Patterns, Nonlinear Dynamics and Applications - PANDA
Fourth meeting: Friday 18th October
2002, DAMTP, Cambridge
Jonathan Dawes |
The dynamics of mode interactions: patterns, bifurcations and symmetry |
Abstract: Bifurcation theory attempts to understand qualitative
changes in the dynamics of nonlinear systems, often modelled by sets
of ordinary different equations. These qualitative changes are often
linked to changes in stability of equilibria for the system, as
eigenvalues cross the imaginary axis. Generically, marginally stable
equilibria have either a single zero eigenvalue or a single purely
imaginary pair. The detailed understanding of more complex (and in one
sense, degenerate) bifurcations
than the generic saddle-node or Hopf cases reveals phenomena which
link together different generic cases. Linear degeneracies, where more
eigenvalues lie on the imaginary axis than expected, are termed
mode interactions. More complicated dynamics are possible since
the centre manifold at such a bifurcation is of higher dimension.

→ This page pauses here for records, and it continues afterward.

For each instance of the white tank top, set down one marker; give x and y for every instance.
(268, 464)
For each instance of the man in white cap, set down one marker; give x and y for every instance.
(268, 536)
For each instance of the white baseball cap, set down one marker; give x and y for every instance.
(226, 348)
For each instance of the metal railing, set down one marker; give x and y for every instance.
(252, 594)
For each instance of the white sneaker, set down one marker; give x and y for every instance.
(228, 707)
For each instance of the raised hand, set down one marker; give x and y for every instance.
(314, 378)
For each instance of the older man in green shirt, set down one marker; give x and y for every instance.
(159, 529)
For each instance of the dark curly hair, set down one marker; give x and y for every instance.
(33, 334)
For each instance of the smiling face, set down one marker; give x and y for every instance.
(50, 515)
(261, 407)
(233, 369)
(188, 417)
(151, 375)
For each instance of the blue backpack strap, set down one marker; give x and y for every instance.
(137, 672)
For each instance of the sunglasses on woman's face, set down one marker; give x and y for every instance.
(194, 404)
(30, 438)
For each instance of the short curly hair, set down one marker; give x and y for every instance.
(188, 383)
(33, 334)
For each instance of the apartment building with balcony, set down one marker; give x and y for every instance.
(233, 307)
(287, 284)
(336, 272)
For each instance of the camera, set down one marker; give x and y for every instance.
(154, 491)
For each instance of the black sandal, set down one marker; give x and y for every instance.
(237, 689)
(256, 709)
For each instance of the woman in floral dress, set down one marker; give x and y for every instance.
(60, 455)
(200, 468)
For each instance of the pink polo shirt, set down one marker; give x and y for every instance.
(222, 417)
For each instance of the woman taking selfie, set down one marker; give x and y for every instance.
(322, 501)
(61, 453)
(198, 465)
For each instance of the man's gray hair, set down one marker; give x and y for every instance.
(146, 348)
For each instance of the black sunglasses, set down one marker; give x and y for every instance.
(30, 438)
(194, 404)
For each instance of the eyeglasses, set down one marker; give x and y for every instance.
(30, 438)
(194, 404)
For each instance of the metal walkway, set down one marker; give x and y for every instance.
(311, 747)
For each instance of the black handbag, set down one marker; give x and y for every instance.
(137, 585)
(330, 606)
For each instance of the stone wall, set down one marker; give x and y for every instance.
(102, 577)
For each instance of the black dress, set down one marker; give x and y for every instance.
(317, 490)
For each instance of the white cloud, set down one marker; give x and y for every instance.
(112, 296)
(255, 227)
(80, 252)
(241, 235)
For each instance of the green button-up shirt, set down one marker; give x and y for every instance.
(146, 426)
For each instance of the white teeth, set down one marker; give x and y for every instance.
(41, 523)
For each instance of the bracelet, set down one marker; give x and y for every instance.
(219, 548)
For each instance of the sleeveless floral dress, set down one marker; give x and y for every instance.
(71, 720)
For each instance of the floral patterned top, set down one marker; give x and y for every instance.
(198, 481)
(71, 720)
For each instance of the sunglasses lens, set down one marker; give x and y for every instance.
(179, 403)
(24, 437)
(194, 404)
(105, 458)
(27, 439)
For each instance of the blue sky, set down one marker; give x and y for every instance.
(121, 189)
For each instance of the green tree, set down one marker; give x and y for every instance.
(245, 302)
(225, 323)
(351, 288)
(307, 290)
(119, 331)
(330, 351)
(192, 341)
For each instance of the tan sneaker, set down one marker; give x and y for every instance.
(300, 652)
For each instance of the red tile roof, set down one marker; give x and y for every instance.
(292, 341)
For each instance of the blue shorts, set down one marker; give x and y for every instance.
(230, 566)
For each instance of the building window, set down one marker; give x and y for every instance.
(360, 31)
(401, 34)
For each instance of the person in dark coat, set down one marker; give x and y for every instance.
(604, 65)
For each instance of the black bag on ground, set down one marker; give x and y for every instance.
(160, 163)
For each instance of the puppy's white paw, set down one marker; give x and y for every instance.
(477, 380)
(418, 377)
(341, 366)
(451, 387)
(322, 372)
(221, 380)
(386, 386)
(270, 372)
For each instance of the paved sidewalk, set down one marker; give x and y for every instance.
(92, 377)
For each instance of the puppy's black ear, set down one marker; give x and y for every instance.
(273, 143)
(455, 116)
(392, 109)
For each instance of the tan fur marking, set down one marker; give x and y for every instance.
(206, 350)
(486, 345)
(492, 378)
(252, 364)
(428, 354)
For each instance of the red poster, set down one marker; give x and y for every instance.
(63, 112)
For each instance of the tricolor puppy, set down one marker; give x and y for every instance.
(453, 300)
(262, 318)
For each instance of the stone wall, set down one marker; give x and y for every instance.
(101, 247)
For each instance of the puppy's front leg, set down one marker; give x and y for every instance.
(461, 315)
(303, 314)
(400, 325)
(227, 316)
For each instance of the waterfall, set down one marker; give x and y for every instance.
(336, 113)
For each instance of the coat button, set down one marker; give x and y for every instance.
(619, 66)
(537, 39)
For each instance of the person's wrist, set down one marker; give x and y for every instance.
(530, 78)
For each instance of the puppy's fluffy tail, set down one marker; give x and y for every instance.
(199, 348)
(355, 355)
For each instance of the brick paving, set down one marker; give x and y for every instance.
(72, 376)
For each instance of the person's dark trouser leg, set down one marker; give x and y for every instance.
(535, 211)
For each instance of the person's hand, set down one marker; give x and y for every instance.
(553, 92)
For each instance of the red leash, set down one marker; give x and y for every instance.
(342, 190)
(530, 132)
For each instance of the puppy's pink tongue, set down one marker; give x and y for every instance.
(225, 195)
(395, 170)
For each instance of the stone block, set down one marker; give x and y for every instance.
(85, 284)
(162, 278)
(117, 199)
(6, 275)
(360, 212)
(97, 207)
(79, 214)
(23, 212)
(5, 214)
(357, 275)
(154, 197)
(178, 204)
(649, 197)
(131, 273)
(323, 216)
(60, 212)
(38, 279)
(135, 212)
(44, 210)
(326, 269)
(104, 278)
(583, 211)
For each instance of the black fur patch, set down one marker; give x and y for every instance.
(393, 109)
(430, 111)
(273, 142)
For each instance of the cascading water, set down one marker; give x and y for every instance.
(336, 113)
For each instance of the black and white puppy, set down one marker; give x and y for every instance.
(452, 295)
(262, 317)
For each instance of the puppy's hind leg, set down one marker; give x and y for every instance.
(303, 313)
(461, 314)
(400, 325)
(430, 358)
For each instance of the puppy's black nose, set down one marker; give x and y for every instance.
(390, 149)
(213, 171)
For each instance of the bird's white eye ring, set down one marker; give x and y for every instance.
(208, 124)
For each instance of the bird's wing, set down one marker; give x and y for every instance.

In the presence of symmetry, multiple eigenvalues occur
naturally. Mode interactions in the sense of the non-symmetric theory
still occur, leading to bifurcation problems which are thus made
doubly-complicated. Such behaviour relies only on the symmetry of the
underlying problem and is therefore not restricted to a single
physical system. In this talk I will illustrate some of the
resulting complexities using three examples drawn from recent work,
motivated by pattern formation problems in thermal convection under
the influence of rotation and a magnetic field.